[Reposted from old comment system, from Matt on Sun, 18 Oct 2009 19:46:50 0000]
Writers want a paycheck, so they can pay the bills and move on to the next project. Online readers like free stuff, and are willing to put up with some on-screen advertising to get it. Right now (right here) some writers are capable of and willing to manage the mess of microdonations, clickcounts, etc. Over at another publisher they've taken the next step of paying the writer and handling the headaches of epublishing a pay-for magazine. What's next? Connecting 'paycheck' to 'free.'
I imagine a suite of apps, from submission through presentation.
Customers would read free, using the proprietary presentation manager. The presentation manager would display targetted ads, force a brief windowed ad between chapters, run an extended presentation at mid-book, and every other trick we can think of to attract advertiser cash. On the other hand, customers could earn black-out tags to drop on least-liked ads, ad-free minutes, chapters, even entire sessions by participating in pre-reading surveys and presentations.
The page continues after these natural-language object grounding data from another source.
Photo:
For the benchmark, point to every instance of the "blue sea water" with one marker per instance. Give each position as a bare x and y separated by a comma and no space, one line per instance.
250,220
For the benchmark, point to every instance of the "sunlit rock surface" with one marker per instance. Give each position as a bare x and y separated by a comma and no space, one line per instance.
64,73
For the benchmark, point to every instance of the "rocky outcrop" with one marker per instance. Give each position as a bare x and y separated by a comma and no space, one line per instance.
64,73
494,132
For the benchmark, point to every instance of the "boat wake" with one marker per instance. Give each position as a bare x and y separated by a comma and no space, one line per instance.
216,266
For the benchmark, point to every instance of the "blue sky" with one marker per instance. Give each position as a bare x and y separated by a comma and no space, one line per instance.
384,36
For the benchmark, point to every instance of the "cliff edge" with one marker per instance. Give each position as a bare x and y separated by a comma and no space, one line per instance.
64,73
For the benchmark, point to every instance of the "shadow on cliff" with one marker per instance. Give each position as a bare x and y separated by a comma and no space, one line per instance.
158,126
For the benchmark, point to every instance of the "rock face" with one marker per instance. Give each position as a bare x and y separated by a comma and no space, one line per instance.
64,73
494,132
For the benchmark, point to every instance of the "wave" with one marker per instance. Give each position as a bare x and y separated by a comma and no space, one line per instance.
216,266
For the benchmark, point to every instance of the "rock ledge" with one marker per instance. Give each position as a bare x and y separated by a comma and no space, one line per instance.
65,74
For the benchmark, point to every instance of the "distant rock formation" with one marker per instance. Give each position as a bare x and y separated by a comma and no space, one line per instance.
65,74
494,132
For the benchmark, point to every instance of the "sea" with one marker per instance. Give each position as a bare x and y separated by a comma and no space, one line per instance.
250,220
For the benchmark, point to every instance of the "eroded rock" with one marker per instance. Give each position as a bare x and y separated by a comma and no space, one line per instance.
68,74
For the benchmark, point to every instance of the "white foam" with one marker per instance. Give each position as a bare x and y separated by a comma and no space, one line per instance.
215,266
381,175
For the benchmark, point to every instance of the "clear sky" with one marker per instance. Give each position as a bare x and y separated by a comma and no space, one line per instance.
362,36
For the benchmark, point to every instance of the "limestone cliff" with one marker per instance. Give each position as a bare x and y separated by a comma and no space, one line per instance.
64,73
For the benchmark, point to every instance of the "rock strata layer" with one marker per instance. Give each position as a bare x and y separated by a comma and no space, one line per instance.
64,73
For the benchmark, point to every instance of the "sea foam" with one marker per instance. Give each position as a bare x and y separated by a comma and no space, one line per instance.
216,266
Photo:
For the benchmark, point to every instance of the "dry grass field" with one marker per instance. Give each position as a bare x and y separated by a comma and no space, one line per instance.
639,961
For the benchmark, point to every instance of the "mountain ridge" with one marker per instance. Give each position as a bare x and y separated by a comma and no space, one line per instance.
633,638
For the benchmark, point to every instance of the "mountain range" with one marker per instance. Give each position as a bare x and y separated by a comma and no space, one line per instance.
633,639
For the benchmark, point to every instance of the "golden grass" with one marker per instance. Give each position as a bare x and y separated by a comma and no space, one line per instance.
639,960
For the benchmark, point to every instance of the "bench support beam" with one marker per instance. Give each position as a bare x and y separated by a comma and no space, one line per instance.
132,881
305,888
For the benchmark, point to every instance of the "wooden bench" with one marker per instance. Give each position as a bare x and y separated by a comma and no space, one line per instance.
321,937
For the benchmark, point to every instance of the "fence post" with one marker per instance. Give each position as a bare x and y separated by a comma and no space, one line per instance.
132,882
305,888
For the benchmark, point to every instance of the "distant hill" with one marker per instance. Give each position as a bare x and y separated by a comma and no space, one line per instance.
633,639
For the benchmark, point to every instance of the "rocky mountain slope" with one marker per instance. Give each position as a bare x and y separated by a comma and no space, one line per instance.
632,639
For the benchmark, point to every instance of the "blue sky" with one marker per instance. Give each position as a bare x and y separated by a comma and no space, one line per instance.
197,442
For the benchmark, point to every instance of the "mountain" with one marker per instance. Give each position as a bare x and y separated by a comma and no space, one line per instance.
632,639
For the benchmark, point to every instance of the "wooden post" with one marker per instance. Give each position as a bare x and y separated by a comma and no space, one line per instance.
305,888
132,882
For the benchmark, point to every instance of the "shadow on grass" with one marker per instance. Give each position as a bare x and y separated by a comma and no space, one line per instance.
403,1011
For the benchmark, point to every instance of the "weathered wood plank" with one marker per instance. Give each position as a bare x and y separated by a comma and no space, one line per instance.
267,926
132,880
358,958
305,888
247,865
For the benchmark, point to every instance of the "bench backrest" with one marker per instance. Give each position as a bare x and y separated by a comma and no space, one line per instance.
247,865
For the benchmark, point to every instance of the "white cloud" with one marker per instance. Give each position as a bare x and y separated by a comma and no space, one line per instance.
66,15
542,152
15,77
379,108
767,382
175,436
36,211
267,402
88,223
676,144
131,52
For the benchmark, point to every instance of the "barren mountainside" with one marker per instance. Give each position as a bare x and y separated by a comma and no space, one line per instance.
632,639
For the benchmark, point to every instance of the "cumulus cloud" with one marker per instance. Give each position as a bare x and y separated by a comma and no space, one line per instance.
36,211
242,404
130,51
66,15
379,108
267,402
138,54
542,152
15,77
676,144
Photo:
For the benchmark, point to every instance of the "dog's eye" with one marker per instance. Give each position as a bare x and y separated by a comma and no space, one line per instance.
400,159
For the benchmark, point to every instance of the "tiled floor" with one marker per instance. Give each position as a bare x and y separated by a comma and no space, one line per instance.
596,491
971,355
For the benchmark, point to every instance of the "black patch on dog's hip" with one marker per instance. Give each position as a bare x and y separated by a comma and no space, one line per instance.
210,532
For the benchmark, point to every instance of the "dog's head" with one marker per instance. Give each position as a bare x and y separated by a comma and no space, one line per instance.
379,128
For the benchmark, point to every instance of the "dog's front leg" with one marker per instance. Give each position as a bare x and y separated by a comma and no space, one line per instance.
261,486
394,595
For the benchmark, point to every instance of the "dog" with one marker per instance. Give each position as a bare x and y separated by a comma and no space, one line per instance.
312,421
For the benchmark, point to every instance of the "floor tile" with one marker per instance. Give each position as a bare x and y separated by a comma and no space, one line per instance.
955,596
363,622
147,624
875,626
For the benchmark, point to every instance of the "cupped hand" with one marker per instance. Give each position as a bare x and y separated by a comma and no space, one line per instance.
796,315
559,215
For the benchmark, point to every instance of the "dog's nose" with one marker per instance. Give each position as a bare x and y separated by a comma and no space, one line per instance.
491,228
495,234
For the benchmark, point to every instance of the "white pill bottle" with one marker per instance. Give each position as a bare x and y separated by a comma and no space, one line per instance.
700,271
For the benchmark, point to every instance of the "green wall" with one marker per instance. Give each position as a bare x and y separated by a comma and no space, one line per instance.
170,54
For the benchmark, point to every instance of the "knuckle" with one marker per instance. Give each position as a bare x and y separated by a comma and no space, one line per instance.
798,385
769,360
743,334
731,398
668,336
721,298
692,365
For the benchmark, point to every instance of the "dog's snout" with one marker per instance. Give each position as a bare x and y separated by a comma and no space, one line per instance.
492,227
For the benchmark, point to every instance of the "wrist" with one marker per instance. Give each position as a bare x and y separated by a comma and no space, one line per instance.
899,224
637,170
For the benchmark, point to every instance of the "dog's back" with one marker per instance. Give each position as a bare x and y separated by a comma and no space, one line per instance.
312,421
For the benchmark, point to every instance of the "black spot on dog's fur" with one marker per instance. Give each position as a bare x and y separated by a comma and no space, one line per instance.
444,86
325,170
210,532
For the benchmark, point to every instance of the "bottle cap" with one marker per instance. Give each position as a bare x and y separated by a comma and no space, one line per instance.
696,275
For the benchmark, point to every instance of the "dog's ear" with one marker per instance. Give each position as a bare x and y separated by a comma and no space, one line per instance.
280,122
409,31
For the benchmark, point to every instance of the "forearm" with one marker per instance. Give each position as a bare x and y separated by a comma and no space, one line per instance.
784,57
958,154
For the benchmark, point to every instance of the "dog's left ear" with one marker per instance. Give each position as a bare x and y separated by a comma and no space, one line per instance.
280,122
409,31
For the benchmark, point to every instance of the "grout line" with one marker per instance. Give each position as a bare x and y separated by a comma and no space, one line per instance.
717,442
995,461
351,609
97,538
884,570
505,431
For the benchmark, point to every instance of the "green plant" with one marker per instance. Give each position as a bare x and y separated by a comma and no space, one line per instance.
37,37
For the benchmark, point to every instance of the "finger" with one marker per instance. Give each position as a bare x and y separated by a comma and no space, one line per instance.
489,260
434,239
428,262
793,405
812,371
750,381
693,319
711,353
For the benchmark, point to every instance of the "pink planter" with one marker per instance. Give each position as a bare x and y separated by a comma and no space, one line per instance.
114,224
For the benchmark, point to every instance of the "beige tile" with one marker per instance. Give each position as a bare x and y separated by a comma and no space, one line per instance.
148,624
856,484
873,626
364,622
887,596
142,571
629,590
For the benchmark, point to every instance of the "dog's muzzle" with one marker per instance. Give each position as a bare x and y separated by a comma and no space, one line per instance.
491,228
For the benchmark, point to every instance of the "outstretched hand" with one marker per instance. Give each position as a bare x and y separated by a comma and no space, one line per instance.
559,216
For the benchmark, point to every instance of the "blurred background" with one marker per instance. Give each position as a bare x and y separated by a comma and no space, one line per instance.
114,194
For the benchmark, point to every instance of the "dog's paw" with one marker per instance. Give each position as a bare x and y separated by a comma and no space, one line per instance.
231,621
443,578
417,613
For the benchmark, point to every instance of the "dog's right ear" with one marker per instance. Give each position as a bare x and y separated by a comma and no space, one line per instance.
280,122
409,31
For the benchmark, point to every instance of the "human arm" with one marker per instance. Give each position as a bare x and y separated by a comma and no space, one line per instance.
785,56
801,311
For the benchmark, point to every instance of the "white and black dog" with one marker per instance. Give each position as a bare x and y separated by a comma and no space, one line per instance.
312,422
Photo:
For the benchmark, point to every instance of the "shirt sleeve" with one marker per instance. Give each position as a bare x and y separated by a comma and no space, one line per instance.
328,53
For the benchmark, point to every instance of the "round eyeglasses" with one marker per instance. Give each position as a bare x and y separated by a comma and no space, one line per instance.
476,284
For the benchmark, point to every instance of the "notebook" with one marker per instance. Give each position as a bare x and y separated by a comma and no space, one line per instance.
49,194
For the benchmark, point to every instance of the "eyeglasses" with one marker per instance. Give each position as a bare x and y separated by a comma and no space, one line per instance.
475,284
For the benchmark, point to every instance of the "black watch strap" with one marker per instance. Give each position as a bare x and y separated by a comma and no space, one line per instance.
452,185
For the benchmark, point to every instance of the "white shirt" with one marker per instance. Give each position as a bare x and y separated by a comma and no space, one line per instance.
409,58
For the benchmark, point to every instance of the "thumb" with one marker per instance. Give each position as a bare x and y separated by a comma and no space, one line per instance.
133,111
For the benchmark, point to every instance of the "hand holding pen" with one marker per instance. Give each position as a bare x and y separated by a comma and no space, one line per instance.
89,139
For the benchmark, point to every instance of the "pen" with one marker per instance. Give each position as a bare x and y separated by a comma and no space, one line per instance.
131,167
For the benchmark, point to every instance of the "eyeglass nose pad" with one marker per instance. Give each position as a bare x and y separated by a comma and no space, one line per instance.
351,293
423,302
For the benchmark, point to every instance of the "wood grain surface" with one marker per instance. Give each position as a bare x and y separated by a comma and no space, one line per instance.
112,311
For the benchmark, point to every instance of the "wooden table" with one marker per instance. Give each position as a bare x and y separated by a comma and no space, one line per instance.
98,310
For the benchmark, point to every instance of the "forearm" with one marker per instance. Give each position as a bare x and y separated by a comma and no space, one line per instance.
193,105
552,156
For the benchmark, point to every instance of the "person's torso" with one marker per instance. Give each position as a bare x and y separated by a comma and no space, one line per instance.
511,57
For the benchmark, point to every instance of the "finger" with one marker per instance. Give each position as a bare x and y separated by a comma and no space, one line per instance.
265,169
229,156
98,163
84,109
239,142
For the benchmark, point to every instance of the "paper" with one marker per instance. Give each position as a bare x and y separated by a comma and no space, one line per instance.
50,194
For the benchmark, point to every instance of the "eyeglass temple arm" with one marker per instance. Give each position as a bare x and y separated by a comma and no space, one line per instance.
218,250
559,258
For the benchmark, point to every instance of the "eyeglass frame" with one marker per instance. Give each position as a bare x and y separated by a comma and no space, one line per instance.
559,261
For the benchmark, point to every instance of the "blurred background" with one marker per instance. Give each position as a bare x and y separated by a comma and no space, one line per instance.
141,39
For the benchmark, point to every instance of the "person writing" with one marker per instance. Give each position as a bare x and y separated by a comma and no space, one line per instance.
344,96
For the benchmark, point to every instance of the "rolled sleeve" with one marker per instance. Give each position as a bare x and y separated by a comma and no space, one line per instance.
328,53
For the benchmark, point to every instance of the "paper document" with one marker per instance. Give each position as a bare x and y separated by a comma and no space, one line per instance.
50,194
Submitting authors would face a similar system, participating in ads and rating other submissions to earn permission to submit. Volunteer Assistant Online Editors would earn value by rating submissions and ads. Highest rating submissions would get an editorial read, the rest 'returned unconsidered' after a reasonable period.
Print publishers, TV networks, and film producers could pay a fee to view and opt on the highest rated submissions. Even competitor publications could pay to search unconsidered or rejected submissions and opt on those that 'fit' their publishing profile.
And all this would be automated, allowing the editor/publisher to go about the business of choosing and buying content that attracts more customers. Sounds like a quite a bit of work building the system, and no guarantee it would work, but who knows?